Subsequently losing office without delivering on the promise
Labor faced no equivalent moment because it campaigned on a commitment to a stronger commission and followed through when elected [2][4].
The Coalition government did vote to block parliamentary debate on a federal anti-corruption commission bill on November 25, 2021, and repeated this in the Senate that same week [1].
However, the full picture is more complex: the government had its own (weaker) model in development, had already delayed for three years, and was not simply blocking all anti-corruption measures—rather, blocking a stronger alternative to their preferred approach [2].
The procedural mechanism (absolute majority requirement with reduced quorum due to COVID) adds nuance to characterizing this purely as "voting to prevent debate," though the outcome was identical.
該主張 gāi zhǔ zhāng 在 zài 最 zuì 狹隘 xiá ài 的 de 意義上 yì yì shàng 屬實 shǔ shí , , 但 dàn 只 zhǐ 挑選 tiāo xuǎn 政府 zhèng fǔ 最防 zuì fáng 禦性 yù xìng 的 de 時刻 shí kè , , 卻 què 遺漏 yí lòu 了 le 延遲 yán chí 承諾 chéng nuò 與 yǔ 黨 dǎng 內 nèi 分歧 fēn qí 的 de 背景 bèi jǐng 脈絡 mài luò 。 。
The claim is true in the narrowest sense but cherry-picks the government's most defensive moment while omitting the context of delayed promises and internal party division.
The Coalition government did vote to block parliamentary debate on a federal anti-corruption commission bill on November 25, 2021, and repeated this in the Senate that same week [1].
However, the full picture is more complex: the government had its own (weaker) model in development, had already delayed for three years, and was not simply blocking all anti-corruption measures—rather, blocking a stronger alternative to their preferred approach [2].

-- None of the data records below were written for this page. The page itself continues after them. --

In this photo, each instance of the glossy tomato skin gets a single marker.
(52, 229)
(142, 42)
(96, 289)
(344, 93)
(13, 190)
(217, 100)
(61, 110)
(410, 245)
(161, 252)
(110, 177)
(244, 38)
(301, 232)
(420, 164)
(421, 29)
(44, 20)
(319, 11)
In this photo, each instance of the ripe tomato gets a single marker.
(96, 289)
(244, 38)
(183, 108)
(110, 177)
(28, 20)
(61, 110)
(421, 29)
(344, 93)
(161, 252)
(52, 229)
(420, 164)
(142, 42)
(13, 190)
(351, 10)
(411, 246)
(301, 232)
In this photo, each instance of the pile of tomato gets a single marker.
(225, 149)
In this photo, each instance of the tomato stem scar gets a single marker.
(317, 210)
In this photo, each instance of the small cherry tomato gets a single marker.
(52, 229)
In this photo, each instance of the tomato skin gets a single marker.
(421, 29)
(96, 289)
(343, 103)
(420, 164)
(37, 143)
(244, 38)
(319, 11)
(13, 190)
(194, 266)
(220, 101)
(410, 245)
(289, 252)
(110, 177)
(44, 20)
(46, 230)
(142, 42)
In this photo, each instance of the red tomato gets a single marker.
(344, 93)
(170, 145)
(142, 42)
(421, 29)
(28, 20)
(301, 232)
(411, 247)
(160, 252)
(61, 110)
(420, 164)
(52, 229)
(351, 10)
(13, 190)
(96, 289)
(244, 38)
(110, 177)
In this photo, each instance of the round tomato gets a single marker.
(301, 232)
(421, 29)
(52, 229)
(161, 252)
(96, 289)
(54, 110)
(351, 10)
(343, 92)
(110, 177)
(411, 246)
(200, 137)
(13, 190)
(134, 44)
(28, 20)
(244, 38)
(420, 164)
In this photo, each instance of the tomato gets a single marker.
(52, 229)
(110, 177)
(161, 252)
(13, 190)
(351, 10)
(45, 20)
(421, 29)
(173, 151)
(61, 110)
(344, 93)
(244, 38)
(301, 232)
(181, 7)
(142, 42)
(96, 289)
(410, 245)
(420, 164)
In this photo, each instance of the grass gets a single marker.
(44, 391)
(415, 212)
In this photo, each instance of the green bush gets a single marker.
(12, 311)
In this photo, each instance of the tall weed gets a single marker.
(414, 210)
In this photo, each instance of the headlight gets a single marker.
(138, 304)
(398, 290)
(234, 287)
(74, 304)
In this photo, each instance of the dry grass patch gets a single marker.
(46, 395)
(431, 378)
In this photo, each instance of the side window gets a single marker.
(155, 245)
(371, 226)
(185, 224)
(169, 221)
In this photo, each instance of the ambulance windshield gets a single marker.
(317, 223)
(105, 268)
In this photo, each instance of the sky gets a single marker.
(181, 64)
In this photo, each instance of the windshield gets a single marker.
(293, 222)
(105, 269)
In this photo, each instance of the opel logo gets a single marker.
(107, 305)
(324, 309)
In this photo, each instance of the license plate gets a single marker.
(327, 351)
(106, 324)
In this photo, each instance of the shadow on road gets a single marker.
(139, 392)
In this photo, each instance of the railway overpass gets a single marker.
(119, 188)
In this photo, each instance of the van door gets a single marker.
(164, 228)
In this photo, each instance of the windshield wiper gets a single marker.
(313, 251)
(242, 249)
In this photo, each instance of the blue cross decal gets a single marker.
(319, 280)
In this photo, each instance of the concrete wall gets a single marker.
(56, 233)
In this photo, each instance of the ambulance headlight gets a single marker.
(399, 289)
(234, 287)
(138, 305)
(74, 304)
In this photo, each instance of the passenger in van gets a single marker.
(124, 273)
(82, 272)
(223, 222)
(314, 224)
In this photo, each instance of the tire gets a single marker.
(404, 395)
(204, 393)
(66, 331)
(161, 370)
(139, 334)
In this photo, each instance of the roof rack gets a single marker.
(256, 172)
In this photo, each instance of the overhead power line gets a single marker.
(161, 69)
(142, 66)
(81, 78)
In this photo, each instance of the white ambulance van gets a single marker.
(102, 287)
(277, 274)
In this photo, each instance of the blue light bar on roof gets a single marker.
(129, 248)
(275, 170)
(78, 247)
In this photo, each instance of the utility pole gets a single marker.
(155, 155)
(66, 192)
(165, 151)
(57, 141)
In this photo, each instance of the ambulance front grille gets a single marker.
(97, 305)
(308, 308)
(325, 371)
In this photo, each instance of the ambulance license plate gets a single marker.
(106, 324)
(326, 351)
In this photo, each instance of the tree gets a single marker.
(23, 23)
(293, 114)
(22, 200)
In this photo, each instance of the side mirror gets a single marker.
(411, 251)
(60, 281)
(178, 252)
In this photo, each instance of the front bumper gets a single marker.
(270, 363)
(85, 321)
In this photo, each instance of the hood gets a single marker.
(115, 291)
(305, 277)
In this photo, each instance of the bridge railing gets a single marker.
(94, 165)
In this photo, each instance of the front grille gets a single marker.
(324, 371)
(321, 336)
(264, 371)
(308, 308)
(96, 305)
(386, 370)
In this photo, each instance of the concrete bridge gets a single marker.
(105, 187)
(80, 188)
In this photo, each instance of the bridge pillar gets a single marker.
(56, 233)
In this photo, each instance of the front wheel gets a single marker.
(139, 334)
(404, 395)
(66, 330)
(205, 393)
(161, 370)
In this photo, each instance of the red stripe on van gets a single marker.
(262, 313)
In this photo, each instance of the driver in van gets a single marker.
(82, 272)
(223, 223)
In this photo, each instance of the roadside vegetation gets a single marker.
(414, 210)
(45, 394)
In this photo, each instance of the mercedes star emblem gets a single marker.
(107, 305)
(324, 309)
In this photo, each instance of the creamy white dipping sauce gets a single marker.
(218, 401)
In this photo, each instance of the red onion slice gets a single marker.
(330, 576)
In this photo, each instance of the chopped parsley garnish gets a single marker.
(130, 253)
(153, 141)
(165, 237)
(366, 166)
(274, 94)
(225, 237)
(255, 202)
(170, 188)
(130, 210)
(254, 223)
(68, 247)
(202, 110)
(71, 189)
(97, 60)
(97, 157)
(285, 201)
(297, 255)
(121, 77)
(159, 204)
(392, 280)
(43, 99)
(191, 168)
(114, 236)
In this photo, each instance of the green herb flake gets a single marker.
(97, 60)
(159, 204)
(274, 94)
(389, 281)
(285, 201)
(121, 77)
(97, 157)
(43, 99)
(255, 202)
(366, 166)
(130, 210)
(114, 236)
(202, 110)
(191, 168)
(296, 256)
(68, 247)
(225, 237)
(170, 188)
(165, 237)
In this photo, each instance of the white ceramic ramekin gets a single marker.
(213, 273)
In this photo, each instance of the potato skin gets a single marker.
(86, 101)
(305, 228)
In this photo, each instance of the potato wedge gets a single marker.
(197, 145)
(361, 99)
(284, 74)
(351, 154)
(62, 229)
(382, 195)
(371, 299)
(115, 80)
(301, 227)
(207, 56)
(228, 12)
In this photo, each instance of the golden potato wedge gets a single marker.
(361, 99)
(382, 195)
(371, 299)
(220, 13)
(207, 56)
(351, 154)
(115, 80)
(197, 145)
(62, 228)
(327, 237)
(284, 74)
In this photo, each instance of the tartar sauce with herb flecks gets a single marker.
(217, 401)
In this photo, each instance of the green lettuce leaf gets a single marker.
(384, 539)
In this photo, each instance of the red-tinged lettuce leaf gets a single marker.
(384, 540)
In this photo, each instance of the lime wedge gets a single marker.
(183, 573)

The procedural mechanism (absolute majority requirement with reduced quorum due to COVID) adds nuance to characterizing this purely as "voting to prevent debate," though the outcome was identical.
該主張 gāi zhǔ zhāng 在 zài 最 zuì 狹隘 xiá ài 的 de 意義上 yì yì shàng 屬實 shǔ shí , , 但 dàn 只 zhǐ 挑選 tiāo xuǎn 政府 zhèng fǔ 最防 zuì fáng 禦性 yù xìng 的 de 時刻 shí kè , , 卻 què 遺漏 yí lòu 了 le 延遲 yán chí 承諾 chéng nuò 與 yǔ 黨 dǎng 內 nèi 分歧 fēn qí 的 de 背景 bèi jǐng 脈絡 mài luò 。 。
The claim is true in the narrowest sense but cherry-picks the government's most defensive moment while omitting the context of delayed promises and internal party division.